We've just had one open in redditch. Went and had a look for sh1ts and giggles and wow the colour scheme. Spend too long in there and you'd top yourself from depression! Seemed busy though, good for them.


----------



## Goosh (Jun 24, 2012)

I do and this happened once:

http://www.uk-muscle.co.uk/general-conversation/218870-just-had-my-t-shirt-stolen-gym-rage.html


----------



## J1mmyc (Mar 25, 2012)

defdaz said:


> We've just had one open in redditch. Went and had a look for sh1ts and giggles and wow the colour scheme. Spend too long in there and you'd top yourself from depression! Seemed busy though, good for them.


U live in redditch?


----------



## defdaz (Nov 11, 2007)

J1mmyc said:


> U live in redditch?


I take it you do too?  I'm joining Elite Fitness when it opens next month, based in Milsborough House. All brand new equipment, going to be fantastic.


----------



## J1mmyc (Mar 25, 2012)

Yea that's what I'm waiting for I'm currently at millsbourgh house upstairs been there a few years gonna be epic in elite fitness


----------



## defdaz (Nov 11, 2007)

J1mmyc said:


> Yea that's what I'm waiting for I'm currently at millsbourgh house upstairs been there a few years gonna be epic in elite fitness


Ah you train at FU? Is Mike annoyed that another gym's opening in the building?


----------



## J1mmyc (Mar 25, 2012)

Yea a little more interested in his reptiles downstairs tho tbh he ain't invested nothing in there since I been there all bars bent etc and the opening hours are shocking only open 3 hours a day from Xmas eve to New Year's Day it's a joke roll on elite fitness


----------



## defdaz (Nov 11, 2007)

Fair enough isn't it. I feel a bit bad as I used to train at Body flex then FU before it moved to Milsboro house but Elite is going to be the best gym around bar Ironworks so that's that!

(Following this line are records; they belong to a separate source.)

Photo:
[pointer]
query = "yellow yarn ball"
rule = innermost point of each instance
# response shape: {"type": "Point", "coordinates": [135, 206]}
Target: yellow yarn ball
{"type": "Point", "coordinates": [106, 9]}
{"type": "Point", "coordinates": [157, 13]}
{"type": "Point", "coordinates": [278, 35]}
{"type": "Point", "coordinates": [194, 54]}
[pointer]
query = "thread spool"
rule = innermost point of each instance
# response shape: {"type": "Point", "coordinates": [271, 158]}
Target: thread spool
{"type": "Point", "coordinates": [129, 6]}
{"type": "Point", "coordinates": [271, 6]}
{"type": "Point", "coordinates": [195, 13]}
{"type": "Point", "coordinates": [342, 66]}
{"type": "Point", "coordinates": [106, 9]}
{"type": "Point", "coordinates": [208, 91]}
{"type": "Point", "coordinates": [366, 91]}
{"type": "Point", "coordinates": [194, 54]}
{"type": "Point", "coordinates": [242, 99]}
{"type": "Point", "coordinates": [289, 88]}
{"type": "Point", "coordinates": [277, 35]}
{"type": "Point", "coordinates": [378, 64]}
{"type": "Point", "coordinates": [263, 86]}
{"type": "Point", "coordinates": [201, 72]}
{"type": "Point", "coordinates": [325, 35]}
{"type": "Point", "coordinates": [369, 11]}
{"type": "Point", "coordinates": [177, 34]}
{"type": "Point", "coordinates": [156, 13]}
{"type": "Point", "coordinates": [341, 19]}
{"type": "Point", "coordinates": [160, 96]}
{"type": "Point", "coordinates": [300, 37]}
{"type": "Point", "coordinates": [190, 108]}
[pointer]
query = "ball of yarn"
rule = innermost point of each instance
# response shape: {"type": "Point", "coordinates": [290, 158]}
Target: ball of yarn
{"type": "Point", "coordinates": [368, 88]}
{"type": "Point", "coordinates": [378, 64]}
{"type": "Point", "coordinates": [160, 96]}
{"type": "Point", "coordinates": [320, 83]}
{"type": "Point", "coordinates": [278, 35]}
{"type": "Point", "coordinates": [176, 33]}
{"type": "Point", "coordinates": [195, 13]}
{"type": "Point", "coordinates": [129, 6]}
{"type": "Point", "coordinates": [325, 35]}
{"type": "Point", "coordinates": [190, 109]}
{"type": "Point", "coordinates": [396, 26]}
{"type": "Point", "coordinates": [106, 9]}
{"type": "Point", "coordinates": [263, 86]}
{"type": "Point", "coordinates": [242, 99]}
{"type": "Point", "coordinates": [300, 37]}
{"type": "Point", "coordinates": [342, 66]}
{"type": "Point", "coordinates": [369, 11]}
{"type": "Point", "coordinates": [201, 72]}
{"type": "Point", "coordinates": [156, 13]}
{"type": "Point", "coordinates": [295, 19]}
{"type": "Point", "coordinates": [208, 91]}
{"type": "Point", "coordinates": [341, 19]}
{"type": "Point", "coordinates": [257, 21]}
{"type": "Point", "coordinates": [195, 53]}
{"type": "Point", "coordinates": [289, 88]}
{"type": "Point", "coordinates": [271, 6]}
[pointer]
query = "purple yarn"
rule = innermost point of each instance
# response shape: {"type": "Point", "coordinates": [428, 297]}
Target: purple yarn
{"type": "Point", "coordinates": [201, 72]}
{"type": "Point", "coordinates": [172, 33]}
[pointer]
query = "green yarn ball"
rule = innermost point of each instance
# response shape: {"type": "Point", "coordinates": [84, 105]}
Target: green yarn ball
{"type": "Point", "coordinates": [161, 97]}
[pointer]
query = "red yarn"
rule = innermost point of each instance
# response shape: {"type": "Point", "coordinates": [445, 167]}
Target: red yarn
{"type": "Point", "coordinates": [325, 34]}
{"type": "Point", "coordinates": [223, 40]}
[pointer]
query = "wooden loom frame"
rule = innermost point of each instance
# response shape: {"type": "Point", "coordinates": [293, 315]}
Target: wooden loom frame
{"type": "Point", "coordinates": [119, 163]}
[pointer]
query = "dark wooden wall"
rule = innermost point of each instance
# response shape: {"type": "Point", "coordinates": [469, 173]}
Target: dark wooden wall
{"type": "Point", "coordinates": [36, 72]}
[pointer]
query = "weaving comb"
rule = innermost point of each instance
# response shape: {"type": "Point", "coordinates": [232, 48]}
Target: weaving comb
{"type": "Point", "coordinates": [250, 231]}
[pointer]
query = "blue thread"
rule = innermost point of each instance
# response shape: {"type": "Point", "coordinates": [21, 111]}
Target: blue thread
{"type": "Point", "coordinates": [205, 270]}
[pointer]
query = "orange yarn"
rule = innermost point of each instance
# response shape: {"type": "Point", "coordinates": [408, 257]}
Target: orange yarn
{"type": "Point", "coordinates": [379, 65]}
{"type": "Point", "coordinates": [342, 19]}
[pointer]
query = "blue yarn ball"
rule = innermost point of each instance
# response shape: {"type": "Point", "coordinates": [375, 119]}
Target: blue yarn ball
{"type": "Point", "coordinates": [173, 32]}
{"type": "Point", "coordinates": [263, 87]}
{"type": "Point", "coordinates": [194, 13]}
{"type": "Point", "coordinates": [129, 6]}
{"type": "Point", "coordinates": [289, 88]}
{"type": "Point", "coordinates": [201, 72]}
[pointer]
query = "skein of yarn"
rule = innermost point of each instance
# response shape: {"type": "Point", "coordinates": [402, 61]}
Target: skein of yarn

See you in there soon!  :beer:


----------



## Tommy10 (Feb 17, 2009)

Been at the Glasgow one for 3 years no complaints


----------



## kitinboots (Oct 20, 2013)

They're not designed to attract serious lifters - they want the sort of members who will purchase sessions with PTs (since all the staff are PTs and don't actually get paid for being there unless clients are paying)

I think they're a great company and I like that they make the gym affordable. If you know what you're doing and want a gym that's better suited to lifting then surely you'd be happier to fork out £30/month and go elsewhere. But for the 1x/week crowd these affordable chains are perfect. And you've got to hand it to them, they do get in a good selection of toys to play with, battle ropes etc


----------



## Tommy10 (Feb 17, 2009)

kitinboots said:


> They're not designed to attract serious lifters - they want the sort of members who will purchase sessions with PTs (since all the staff are PTs and don't actually get paid for being there unless clients are paying)
> 
> I think they're a great company and I like that they make the gym affordable. If you know what you're doing and want a gym that's better suited to lifting then surely you'd be happier to fork out £30/month and go elsewhere. But for the 1x/week crowd these affordable chains are perfect. And you've got to hand it to them, they do get in a good selection of toys to play with, battle ropes etc


If by serious lifters you mean competitors then yea I can agree with some of what your saying , however there is plenty of lifters in the Glasgow branch that take their fitness very seriously .. They added an extra weight area as this is busier than the cardio areas , it's personal choice were all different


----------



## kitinboots (Oct 20, 2013)

Tommy10 said:


> If by serious lifters you mean competitors then yea I can agree with some of what your saying , however there is plenty of lifters in the Glasgow branch that take their fitness very seriously .. They added an extra weight area as this is busier than the cardio areas , it's personal choice were all different


I'm not saying serious lifters/competitors shouldn't train there, I just mean that if someone finds their weights section ill equipped then that's why. If there's nothing better in the area then I can see how it would be limiting to some. Theres an old school weightlifting gym just down the road from me, but the opening hours are ridiculous, so a lot of the guys changed to PG when it opened and just pay the £3 if they visit the other.


----------



## L11 (Jan 21, 2011)

I've never had a to deal with their customer service but must say their gyms are great.

So the weights only go up to 36kg, change up your workout or just do more reps.


----------



## Tommy10 (Feb 17, 2009)

L11 said:


> I've never had a to deal with their customer service but must say their gyms are great.
> 
> So the weights only go up to 36kg, change up your workout or just do more reps.


Me neither , I go in do my training and out ..


----------



## 1010AD (May 30, 2009)

Ive heard of them and hear there quite cheap but don't know of one near me. Is there one in Manchester or surrounding areas ?


----------



## kreig (May 12, 2008)

1010AD said:


> Ive heard of them and hear there quite cheap but don't know of one near me. Is there one in Manchester or surrounding areas ?


At least 3 according to the website.


----------



## Tommy10 (Feb 17, 2009)

1010AD said:


> Ive heard of them and hear there quite cheap but don't know of one near me. Is there one in Manchester or surrounding areas ?


I go to the one in spinning fields when I'm Down


----------



## darren.1987 (Jan 2, 2013)

Used the one in spinningfields myself theres a good choice in manchester of pure gyms.

parking isnt that great there as its attached to go outdoors and some other retail outlets.

One called soho gym is a lot better than pure


----------



## gycraig (Oct 5, 2008)

As with most things you get what you pay for if you want amazing service go to a "expensive" gym where it is sorted instantly. With there prices there's probably 1 person per gym dealing with EVERYTHING it's good when it's going well but when it goes wrong these cheap services are a johtmare


----------



## DazUKM (Nov 22, 2012)

For that price I'd use it lol

What customer service do u need from a gym :confused1:


----------



## Tommy10 (Feb 17, 2009)

DazUKM said:


> For that price I'd use it lol
> 
> What customer service do u need from a gym :confused1:


Yea I canny be ar$ed saying hello to reception staff lol


----------